As it nears a new drug application filing for its second product, Avanir Pharmaceuticals Inc. priced a $25 million common stock offering that will allow it to continue development of its pipeline products.
The company sold 19.7 million shares of Class A common stock to the sole bookrunner New York-based Lazard Freres & Co. LLC for $1.27 per share, a slight discount to the company's closing stock price Tuesday of $1.33. The offering is expected to close next week.
"We're finishing up a Phase III program and plan to submit an NDA this year, so this is going to be able to show everybody that we'll have the funding to complete that, as well as to continue to move our extensive pipeline forward without having a hiccup," said Gerald Yakatan, president and CEO of San Diego-based Avanir. "We're a big believer in the pipeline concept, in that you can replace money, but you can't replace time. So we have a nice engine here in developing drugs and we want to keep it going."
Avanir granted the underwriter an option to purchase another nearly 3 million shares to cover overallotments. The company's stock (AMEX:AVN) rose 12 cents on Wednesday, to close at $1.45.
The company is finishing up a Phase III trial in 150 multiple sclerosis patients with pseudobulbar affect evaluating a product called Neurodex. It demonstrated statistical significance in a previous Phase III trial in 140 patients with amyotrophic lateral sclerosis (ALS) with pseudobulbar affect. (See BioWorld Today, Nov. 20, 2002.)
With data from the MS trial expected in the third quarter, the company plans to file an NDA by the end of the year, seeking a broad label for Neurodex across all neurodegenerative diseases in which pseudobulbar affect is found.
The condition - also known as emotional lability, or pathological laughing and weeping - affects patients that have an underlying neurodegenerative disease, such as ALS, MS, stroke, Alzheimer's disease, traumatic brain injury or Parkinson's.
"They lose ability to modulate emotional responses," Yakatan told BioWorld Today. "They can laugh when they're not happy and they can cry when they're not sad. The laughing or crying is incongruent with emotional status of the patient. They just have no control over it."
Yakatan estimates the market potential for Neurodex in that indication would be about $500 million in 2006, when it could reach the market. Worldwide, the potential is about $1 billion, he said. The company is actively seeking a U.S. marketing partner and is considering co-marketing the product.
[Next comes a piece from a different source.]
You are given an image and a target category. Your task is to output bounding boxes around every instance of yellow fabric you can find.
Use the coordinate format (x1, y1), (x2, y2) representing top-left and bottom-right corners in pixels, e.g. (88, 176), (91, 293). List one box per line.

The recent $25 million financing will take the company through the NDA filing process and help it get started with a Phase III trial in a second indication for Neurodex - neuropathic pain. Neurodex demonstrated positive results in a Phase II trial in that indication completed last summer. Chronic cough is another potential indication for Neurodex.
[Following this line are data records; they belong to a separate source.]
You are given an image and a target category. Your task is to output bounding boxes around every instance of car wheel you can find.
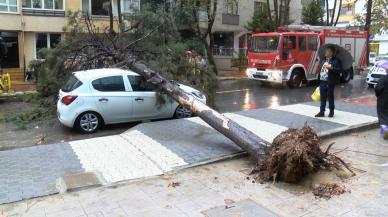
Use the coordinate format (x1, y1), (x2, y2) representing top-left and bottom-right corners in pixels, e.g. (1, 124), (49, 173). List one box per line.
(287, 70), (303, 88)
(75, 112), (102, 133)
(174, 105), (193, 119)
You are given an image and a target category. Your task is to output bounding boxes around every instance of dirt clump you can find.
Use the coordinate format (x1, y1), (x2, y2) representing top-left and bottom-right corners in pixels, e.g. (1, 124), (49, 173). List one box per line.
(251, 125), (353, 183)
(313, 183), (350, 200)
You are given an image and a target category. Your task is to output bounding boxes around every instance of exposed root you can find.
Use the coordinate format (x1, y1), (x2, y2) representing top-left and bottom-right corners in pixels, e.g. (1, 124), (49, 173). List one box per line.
(252, 125), (355, 183)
As of the end of March, Avanir reported $13.4 million in cash. It raised the $25 million so it would have the resources to continue with programs behind Neurodex, Yakatan said. The company started a Phase I trial in April 2003 studying a treatment called AVP-13358 in allergy and asthma, and it is working on a preclinical product in the area of reverse cholesterol transport, which could enter the clinic in 2005.
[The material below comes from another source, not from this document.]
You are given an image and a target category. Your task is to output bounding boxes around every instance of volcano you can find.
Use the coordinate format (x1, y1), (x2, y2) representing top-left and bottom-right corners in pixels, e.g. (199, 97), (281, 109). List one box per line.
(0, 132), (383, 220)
"That's another program that I wanted to make sure that we could continue to move forward," Yakatan said. The product appears to be able to prevent or regress atherosclerotic lesions to prevent heart attacks and strokes. "We're pretty excited about the animal data," he said.
The company also is using its Xenerex technology to develop monoclonal antibody treatments to the toxins of anthrax and cytomegalovirus. Its first anthrax antibody, AVP-8C1, provides immediate post-exposure neutralization and immediate immunity to rats exposed to a lethal dose of recombinant anthrax toxins.
Avanir was formed in 1988 and went public in 1990. The FDA approved its first product, Abreva, in July 2000 as a topical treatment for cold sores. Abreva (docosanol 10 percent cream) is the only approved product of its kind available without prescription. GlaxoSmithKline plc, of London, manufactures, markets and distributes the product in the U.S. The product also is approved in Canada, Korea and Israel. It is under review in Europe.
Avanir moved both Abreva and Neurodex through the clinic itself.
"Eventually, people are going to understand that we know something about developing and getting things approved," Yakatan said.